Ten months into the jobs crisis, America’s unemployment rate has fallen

Economists estimate that the U.S. unemployment rate remained at 6.7% in the first month of 2021, which would be the third month in a row with no change. Eleven months into the pandemic, ten months into the jobs crisis and nine months into the visible recovery, this is a bad sign.
The average expectation for jobs added in January is 50,000. That would be a welcome reversal of the 140,000 job losses in December, the first monthly job loss since April. If the January forecast is true, America will still be down nearly 10 million jobs from February last year.
ADP’s employment report on Wednesday showed that private payrolls rose 174,000 jobs in January, far more than economists expected. And although the ADP report is unrelated to the government report, such a big jump is going well for the official job numbers.

Coupled with recent positive reviews of the manufacturing and services sectors, “there may be … waiting for it ….. risk overturning a payroll report this Friday,” BMO chief economist Jennifer Lee wrote in on Wednesday.

Here’s to hope.

All surveillance of vaccine distribution

The American job market has undergone significant change since the economy collapsed last spring, putting millions of jobs back in the summer. Nevertheless, the country is still in a jobs crisis.
More than 18 million people received some form of government benefit in the week ending Jan. 9, according to the Department of Labor.

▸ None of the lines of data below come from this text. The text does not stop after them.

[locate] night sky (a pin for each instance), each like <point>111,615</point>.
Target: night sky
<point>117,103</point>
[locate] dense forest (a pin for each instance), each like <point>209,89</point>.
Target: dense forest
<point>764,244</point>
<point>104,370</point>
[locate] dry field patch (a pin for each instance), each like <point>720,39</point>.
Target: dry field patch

At the same time, the hospitality and leisure industry – which includes restaurants and all forms of personal entertainment – is still in a work crisis.

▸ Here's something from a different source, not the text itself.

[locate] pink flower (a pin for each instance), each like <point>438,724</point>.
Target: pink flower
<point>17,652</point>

“Indeed, the food services sector and drinking places were the single largest source of the gap between the December employment rate and pre-pandemic levels,” economic research director Nick Bunker said in comments in an email. In addition, women held all their lost jobs in December.

The divisions cannot recover normally until the virus is under control or until the pandemic ends. Economists – and politicians – are promising that spreading the vaccine is the best cure for the economy.

But the spread is still in its infancy: so far nearly 33 million doses of vaccine have been given in the United States, but only 6 million people have received a very significant second dose, according to data from the Center for Control and Prevention Disease.

The Congressional Budget Office said in a report Monday that the number of Americans recruited will not return to pre-pandemic levels until 2024.
President Joe Biden’s plans – including the goal of delivering 100 million doses of the coronavirus vaccine in his first 100 days, could be in addition to the proposed $ 1.9 trillion stimulus package that would introducing more help for the unemployed – say. help with the storm weather.

But as to how long it will take the country to overcome this work crisis – that is the real unknown.